When counting the number of journalists killed by the Israeli army since October 2023 in both Gaza and Lebanon, the tally comes to 155—"an unprecedented massacre," according to the roundup.
Multiple journalists were also killed in Pakistan, Bangladesh, Mexico, Sudan, Myanmar, Colombia, and Ukraine, according to the report, and hundreds more were detained and are now behind bars in countries including Israel, China, and Russia.

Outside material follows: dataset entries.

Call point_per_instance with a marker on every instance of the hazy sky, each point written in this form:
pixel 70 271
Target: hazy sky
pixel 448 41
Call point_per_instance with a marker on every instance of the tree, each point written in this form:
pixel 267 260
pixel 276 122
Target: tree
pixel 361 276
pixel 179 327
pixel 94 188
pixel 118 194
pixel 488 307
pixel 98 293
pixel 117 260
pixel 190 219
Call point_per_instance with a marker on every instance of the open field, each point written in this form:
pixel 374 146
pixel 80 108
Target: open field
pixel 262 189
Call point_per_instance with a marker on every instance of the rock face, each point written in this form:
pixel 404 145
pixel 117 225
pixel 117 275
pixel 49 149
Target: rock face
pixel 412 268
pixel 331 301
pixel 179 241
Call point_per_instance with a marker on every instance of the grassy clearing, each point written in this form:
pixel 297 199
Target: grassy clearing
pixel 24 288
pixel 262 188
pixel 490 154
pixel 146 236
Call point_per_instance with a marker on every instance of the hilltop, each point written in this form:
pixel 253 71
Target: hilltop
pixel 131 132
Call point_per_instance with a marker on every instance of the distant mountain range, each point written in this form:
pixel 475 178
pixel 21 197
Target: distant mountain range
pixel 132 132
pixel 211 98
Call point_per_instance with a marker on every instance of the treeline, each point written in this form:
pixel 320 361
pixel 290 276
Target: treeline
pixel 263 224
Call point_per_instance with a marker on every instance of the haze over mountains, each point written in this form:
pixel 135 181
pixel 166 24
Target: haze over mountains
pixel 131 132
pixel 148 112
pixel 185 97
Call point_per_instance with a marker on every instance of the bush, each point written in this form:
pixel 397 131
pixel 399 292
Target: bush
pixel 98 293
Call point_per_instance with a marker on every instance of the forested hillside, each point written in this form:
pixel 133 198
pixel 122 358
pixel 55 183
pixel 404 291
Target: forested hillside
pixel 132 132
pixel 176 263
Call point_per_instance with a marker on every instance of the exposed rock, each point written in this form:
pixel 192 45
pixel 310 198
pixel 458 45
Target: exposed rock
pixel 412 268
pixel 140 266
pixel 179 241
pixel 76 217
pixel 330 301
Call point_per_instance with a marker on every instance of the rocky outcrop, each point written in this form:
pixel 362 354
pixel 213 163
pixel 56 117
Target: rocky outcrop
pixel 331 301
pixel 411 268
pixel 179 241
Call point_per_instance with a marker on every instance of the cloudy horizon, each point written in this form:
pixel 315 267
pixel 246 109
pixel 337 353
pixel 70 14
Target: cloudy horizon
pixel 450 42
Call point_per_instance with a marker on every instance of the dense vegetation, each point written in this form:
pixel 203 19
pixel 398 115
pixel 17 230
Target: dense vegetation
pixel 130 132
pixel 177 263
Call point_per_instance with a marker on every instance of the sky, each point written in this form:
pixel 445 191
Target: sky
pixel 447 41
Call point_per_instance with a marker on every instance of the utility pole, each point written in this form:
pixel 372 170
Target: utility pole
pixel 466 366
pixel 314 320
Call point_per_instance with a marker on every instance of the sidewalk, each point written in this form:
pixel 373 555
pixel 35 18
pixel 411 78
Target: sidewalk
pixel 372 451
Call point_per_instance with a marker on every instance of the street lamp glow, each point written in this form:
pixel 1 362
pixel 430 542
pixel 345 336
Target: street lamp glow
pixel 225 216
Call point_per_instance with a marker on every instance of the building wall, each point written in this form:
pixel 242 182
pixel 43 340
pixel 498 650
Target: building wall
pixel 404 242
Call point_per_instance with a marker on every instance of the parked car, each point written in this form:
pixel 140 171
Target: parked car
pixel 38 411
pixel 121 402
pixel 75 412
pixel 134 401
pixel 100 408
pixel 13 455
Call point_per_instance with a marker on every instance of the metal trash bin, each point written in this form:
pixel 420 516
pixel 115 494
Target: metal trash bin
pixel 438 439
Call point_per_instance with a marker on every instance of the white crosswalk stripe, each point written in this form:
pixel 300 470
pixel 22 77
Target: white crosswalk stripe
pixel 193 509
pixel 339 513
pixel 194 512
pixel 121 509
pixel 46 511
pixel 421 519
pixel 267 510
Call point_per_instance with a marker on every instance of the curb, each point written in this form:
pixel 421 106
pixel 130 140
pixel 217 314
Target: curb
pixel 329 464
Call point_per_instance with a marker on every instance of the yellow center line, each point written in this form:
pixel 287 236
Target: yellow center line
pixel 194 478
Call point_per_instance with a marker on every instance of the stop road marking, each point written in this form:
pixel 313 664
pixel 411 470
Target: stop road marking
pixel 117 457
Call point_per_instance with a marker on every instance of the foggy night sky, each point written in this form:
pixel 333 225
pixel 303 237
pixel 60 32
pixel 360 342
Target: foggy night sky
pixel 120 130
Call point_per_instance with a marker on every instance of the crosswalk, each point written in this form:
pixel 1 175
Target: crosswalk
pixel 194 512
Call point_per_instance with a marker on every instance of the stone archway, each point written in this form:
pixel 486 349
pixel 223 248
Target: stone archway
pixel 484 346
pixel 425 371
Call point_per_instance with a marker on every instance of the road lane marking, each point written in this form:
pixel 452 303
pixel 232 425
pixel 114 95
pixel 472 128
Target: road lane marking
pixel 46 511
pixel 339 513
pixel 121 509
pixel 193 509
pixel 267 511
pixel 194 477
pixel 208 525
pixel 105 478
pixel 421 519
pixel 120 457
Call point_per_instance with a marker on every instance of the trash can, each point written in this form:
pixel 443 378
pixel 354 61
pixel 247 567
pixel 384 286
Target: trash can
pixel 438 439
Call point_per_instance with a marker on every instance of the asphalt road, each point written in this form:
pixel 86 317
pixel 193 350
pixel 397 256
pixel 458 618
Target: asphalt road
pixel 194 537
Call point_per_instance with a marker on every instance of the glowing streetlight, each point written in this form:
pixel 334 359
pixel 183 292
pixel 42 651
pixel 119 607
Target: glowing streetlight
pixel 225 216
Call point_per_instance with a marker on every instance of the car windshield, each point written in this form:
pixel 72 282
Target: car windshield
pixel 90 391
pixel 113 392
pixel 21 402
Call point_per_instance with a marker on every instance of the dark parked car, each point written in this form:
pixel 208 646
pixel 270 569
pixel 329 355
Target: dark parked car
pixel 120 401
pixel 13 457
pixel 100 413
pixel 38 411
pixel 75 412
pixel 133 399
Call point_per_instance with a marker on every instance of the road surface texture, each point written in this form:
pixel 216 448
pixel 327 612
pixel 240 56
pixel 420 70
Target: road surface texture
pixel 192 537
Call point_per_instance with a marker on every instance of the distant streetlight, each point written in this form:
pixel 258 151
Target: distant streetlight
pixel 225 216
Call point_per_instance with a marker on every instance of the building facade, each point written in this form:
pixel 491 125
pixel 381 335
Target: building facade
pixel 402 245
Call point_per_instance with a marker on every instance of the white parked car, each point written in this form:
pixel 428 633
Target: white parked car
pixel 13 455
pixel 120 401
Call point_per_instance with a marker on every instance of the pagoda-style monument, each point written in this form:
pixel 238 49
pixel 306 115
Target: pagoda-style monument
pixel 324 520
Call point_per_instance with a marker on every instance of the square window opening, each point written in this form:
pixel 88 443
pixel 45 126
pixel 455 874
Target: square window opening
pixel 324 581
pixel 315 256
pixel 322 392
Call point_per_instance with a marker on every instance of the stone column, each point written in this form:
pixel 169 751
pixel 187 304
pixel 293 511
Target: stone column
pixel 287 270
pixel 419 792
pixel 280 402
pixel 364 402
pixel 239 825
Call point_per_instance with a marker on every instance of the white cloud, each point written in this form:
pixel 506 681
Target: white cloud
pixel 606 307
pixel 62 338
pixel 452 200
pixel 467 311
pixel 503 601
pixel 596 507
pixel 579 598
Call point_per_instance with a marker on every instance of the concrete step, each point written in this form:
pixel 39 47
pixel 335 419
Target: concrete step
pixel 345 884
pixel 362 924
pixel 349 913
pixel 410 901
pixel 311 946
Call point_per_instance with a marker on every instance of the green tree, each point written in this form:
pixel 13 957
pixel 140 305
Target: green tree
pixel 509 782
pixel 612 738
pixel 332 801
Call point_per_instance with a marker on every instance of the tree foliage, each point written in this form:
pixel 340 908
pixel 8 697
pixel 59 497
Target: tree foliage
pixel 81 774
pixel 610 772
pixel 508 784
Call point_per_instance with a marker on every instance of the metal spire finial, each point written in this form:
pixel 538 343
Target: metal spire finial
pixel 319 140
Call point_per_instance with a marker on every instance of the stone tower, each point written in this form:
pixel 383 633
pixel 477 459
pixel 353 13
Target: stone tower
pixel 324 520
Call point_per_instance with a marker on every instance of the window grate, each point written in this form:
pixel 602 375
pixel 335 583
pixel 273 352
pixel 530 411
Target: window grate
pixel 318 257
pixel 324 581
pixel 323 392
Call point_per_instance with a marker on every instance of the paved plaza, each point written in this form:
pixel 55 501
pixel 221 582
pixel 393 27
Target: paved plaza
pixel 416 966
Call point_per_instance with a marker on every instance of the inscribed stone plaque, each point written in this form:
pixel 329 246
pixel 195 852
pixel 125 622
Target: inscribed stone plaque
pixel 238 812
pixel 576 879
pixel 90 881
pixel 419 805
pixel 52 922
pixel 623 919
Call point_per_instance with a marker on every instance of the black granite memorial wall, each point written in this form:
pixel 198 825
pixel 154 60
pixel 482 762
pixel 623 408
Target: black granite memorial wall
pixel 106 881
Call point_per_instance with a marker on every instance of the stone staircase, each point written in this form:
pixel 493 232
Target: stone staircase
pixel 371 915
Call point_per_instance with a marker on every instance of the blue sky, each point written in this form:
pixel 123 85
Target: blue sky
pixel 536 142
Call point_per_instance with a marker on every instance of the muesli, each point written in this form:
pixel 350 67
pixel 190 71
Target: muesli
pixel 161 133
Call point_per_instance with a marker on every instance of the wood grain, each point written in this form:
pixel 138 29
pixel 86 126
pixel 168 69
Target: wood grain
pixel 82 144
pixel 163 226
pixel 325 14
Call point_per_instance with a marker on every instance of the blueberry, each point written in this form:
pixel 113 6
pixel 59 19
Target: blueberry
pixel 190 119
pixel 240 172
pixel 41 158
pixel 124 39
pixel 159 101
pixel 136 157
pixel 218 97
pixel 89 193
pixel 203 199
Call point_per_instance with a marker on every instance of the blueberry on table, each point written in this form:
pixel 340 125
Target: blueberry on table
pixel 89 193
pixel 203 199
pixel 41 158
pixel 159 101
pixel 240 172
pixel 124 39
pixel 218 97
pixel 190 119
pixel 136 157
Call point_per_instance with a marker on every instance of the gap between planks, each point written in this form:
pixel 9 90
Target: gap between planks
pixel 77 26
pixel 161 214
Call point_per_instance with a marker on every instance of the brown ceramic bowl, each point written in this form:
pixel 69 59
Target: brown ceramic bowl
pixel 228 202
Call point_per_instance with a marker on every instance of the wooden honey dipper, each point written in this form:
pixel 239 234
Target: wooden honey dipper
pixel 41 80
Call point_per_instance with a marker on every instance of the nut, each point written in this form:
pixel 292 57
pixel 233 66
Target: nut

Meanwhile, in a statement released Thursday, the International Federation of Journalists (IFJ) announced that at least 139 Palestinian journalists and media workers have been killed since the war in Gaza began in 2023, and in a statement released Wednesday, IFJ announced that 104 journalists had perished worldwide this year (which includes deaths from January 1 through December 10). IFJ's number for all of 2024 appears to be higher than RSF because RSF is only counting deaths that occurred "on the job or in connection with their work."
IFJ lists out each of the slain journalists in its 139 count, which includes the journalist Hamza Al-Dahdouh, the son of Al Jazeera's Gaza bureau chief, Wael Al-Dahdouh, who was killed with journalist Mustafa Thuraya when Israeli forces targeted their car while they were in northern Rafah in January 2024.